Jay Jackson, co-auteur de l’étude du Conseil des consommateurs du Canada

Les deux auteurs concluent que les consommateurs canadiens profiteraient fortement du procédé des super-plaintes. Minimalement, ce mécanisme est très efficace pour sensibiliser les médias aux pratiques déloyales des entreprises. Même quand les autorités réglementaires décident de ne pas donner suite à une super-plainte, écrivent les auteurs, la couverture médiatique finit par brasser la cage au point que les autorités se sentent obligées de réagir.

Le rapport a également examiné de près le cas d’une super-plainte déposée par le groupe de défense des droits des consommateurs Citizens Advice qui dénonçait l’augmentation des coûts des contrats de service à long terme, un phénomène appelé « pénalité de fidélisation » (« loyalty penalty »). La plainte était motivée par le fait que les assureurs augmentent constamment la prime des clients fidèles, alors que les nouveaux clients profitent systématiquement de meilleurs tarifs.

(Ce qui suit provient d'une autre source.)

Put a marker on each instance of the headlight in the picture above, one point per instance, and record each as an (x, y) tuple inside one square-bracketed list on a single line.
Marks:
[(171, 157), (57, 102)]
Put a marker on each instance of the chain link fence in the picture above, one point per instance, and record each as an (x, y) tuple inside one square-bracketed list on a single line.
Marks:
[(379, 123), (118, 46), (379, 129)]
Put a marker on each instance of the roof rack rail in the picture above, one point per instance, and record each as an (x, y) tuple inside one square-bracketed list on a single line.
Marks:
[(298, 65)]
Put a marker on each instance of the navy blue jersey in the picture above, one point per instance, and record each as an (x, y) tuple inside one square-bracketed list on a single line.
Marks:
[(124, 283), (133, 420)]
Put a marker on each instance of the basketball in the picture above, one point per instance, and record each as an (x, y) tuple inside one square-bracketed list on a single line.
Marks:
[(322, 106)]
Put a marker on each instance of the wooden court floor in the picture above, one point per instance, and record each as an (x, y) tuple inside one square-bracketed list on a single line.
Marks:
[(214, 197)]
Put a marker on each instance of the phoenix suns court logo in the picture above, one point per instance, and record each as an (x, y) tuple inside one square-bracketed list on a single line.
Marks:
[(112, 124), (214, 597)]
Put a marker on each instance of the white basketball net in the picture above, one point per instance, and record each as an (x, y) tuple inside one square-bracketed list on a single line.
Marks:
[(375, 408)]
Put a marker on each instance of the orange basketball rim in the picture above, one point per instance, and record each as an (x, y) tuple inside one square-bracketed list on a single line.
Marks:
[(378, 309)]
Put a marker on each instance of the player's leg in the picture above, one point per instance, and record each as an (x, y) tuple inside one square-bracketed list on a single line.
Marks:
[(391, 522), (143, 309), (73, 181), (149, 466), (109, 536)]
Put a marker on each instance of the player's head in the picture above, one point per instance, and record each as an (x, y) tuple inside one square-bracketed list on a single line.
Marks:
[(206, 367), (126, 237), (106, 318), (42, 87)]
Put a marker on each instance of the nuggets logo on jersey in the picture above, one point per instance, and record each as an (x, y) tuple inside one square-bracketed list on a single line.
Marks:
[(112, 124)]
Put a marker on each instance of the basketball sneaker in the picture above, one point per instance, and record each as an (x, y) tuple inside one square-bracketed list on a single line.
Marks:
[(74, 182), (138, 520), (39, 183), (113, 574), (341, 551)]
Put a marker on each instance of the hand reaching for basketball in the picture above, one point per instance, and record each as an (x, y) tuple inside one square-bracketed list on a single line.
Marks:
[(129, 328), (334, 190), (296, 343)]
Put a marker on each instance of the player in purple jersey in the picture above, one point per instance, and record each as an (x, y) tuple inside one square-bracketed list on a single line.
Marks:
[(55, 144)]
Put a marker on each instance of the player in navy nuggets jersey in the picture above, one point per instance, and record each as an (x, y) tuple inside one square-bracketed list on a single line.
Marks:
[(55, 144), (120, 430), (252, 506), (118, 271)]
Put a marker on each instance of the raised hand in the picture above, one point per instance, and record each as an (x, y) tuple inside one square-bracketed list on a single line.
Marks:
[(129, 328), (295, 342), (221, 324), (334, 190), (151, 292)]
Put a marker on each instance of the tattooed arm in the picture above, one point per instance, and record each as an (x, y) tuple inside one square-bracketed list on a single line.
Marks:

L’association citait le cas d’un client de longue date qui payait son assurance habitation trois fois plus cher que les nouveaux clients, alors que leur police était identique ! Citizens Advice a démontré que les clients fidèles se font ainsi « arnaquer » aussi bien dans les plans de téléphonie cellulaire que pour les hypothèques ou les services bancaires. Les autorités, qui ont reçu la super-plainte, devront bientôt se prononcer sur la question.

Outre leur poids devant les autorités, les super-plaintes ont l’avantage, selon les auteurs, de décharger les consommateurs d’une lourde responsabilité. Après tout, les individus n’ont bien souvent ni le temps ni les ressources nécessaires pour déposer une plainte et la mener à bien. Quand ils ne craignent pas carrément la réaction de l’entreprise ou de tout le secteur !

 

Les Canadiens sont-ils prêts ?

Les auteurs du rapport ont commandé un sondage en ligne auprès de 2 000 Canadiens, lesquels se révèlent très favorables au processus des super-plaintes. Au total, 91 % des répondants sont convaincus que les différents ordres de gouvernement et les agences de protection des consommateurs devraient collaborer à l’expérimentation de mécanismes de traitement des plaintes plus inclusifs et interactifs.

Les Canadiens en ont bien besoin, concluent les coauteurs. Il existe au pays plusieurs organismes ayant pour mandat d’aider les consommateurs à déposer des plaintes portant sur des cas individuels, notamment l’organisme Normes de la publicité, la Commission des plaintes relatives aux services de télécom-télévision (CPRST) et l’Agence de la consommation en matière financière du Canada (ACFC). Pourtant, constate le rapport, les consommateurs ont peu confiance en la capacité de ces structures à entendre leurs plaintes. Les auteurs écrivent : « Les consommateurs jugent que l’efficacité des gestionnaires de plaintes au sein des gouvernements demeure discutable. »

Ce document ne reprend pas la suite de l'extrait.